All these articles are coming out (probably based on the same data) which predicts an (up to) 30 foot rise in the ocean level over the next 100 years from polar ice and greenland ice melt. If they would only quote all the data, it would suggest that rain reversal like we saw last year will become more frequent (where the northeast gets nothing and the southwest gets soaked).
More "out there" studies:
If the north pole did completely melt it's core and lose it's ice cap, (even close to it) the ocean water currents would change dramatically and northern europe and central canqada would on average decrease -20F (-7F would be a mini ice age and devistate agriculture), because of the cold air currents pushing south, the norhteast storms would hit further south and a generally cooler northern wind would dominate the midwest. This is where the confusion of colder winters in the midwest actually contradict global warming. On the pacific side, Washington, BC, and Oregon would become more arid, and the southwest would get more rain on average (northern storms).

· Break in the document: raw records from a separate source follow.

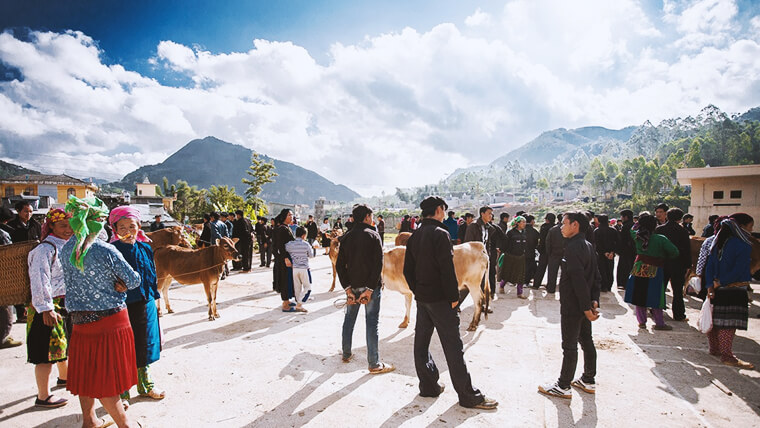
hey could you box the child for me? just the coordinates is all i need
[285,226,314,312]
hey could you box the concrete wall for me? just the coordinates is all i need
[687,175,760,229]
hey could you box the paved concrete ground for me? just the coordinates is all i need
[1,252,759,427]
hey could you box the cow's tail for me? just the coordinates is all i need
[484,256,491,321]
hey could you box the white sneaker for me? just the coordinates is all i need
[571,378,596,394]
[538,382,571,399]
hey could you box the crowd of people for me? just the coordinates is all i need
[0,194,756,424]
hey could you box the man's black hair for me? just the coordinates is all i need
[655,203,669,212]
[564,211,589,233]
[620,209,633,219]
[666,207,684,222]
[479,206,492,216]
[545,213,556,223]
[500,212,510,221]
[683,213,694,220]
[212,212,221,220]
[203,213,211,221]
[352,204,372,223]
[596,214,609,227]
[235,209,244,216]
[14,200,33,213]
[295,226,307,237]
[448,211,455,217]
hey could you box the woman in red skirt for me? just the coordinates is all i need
[61,196,142,428]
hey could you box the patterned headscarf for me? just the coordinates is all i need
[65,196,109,271]
[41,208,71,240]
[509,215,526,229]
[108,205,151,243]
[711,217,753,255]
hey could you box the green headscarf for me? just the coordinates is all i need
[509,215,526,229]
[65,195,109,271]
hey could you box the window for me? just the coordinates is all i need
[67,188,76,197]
[713,191,724,199]
[4,187,14,197]
[24,186,34,195]
[730,190,742,199]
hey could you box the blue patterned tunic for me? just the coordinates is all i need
[61,238,141,313]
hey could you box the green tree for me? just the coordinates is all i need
[241,153,277,215]
[208,185,246,212]
[685,140,706,168]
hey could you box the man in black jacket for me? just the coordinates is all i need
[533,213,556,289]
[539,211,600,399]
[457,213,474,246]
[655,208,691,321]
[336,204,394,374]
[524,215,540,286]
[404,196,498,410]
[305,215,319,246]
[541,216,565,293]
[464,207,497,300]
[231,210,254,271]
[593,214,619,292]
[616,210,635,290]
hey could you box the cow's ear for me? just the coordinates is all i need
[215,238,220,246]
[232,237,239,244]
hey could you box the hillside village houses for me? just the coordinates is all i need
[677,164,760,229]
[0,174,98,213]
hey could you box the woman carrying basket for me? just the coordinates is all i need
[61,196,142,428]
[26,208,74,409]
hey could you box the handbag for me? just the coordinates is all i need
[698,298,713,334]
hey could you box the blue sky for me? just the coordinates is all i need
[0,0,759,196]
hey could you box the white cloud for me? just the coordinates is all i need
[0,1,758,197]
[465,8,492,27]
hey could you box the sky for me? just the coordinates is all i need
[0,0,759,197]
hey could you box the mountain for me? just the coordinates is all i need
[114,137,360,204]
[0,160,39,179]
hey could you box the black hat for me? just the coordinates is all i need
[420,196,447,212]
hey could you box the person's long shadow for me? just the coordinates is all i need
[628,326,760,418]
[162,295,339,349]
[545,390,598,427]
[598,290,627,320]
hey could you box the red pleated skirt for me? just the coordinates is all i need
[67,309,137,398]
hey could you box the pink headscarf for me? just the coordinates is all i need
[108,205,151,243]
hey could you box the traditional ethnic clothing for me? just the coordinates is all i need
[62,198,142,398]
[27,233,71,364]
[108,205,152,244]
[624,229,678,326]
[704,219,753,364]
[113,240,162,397]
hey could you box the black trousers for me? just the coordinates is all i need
[597,254,614,291]
[536,255,562,293]
[235,239,252,270]
[0,305,12,343]
[258,240,272,267]
[525,251,537,285]
[414,300,484,407]
[559,313,596,389]
[662,264,687,319]
[616,254,634,290]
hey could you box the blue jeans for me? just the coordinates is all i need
[342,287,381,368]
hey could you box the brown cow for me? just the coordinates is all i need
[327,229,343,292]
[395,232,412,247]
[146,226,191,250]
[154,237,241,320]
[383,242,491,331]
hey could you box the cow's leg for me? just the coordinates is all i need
[202,279,214,321]
[399,292,413,329]
[329,263,337,292]
[158,276,174,314]
[211,279,220,319]
[467,283,483,331]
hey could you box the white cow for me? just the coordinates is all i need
[383,242,491,331]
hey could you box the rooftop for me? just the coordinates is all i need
[1,174,98,188]
[677,164,760,185]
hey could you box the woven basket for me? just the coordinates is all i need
[0,240,38,306]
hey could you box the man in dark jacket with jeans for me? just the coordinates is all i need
[404,196,498,410]
[539,211,600,399]
[655,207,691,321]
[336,204,394,374]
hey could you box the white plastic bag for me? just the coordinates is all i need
[698,298,713,334]
[689,276,702,294]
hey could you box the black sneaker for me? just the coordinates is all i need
[463,397,498,409]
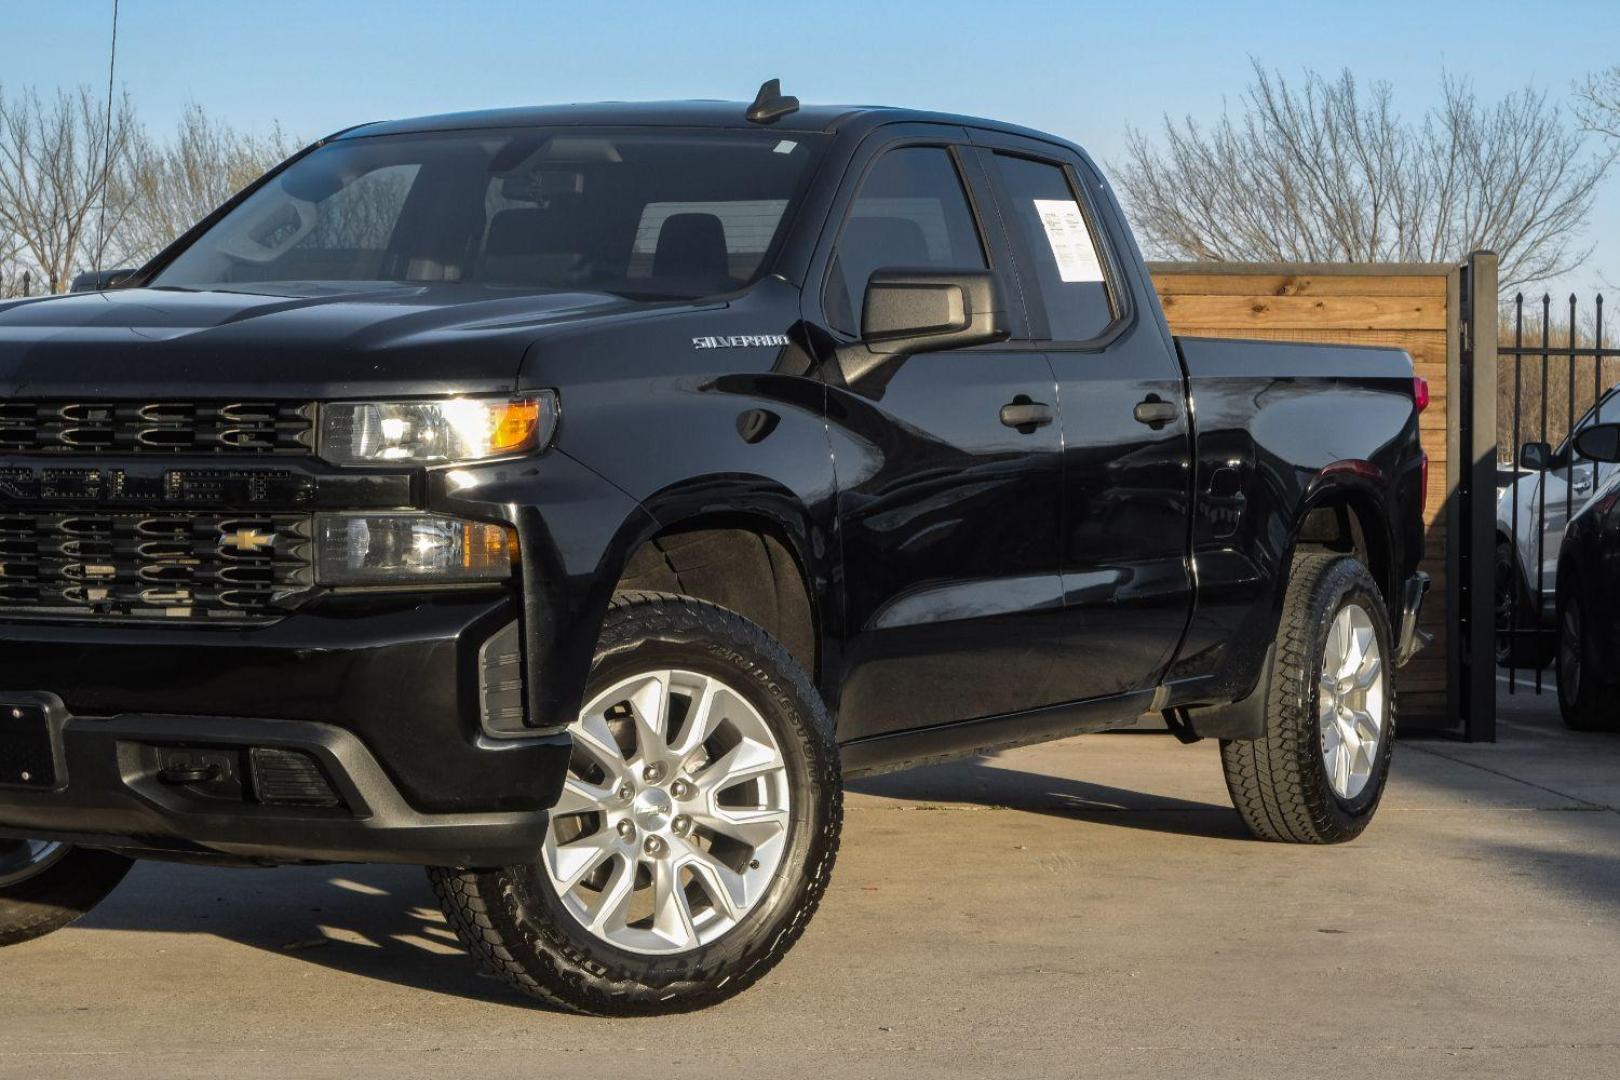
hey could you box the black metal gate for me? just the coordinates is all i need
[1495,273,1620,704]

Although this would not spell a doomsday forcast in the U.S. it would severly criple eastern europe and canada with much cooler temperatures eventually leading to years where spring will not come, snowpacks will build, and over thousands of years snowpacks will be so deep new glaisiers will form and push both north and south starting the next true ice age and won't reverse again until the north pole is coverd once again by glaciers growing from eastern europe and Canada northward.
Global warming according to my research (which is admitedly sparce) is not caused by humans and is a natural cycle of warming and cooling over tens of thousands of years. Although we may help it can't be more than 1/4-1 degree F per 100 years maximum.
In other words, expect more rain on average in California.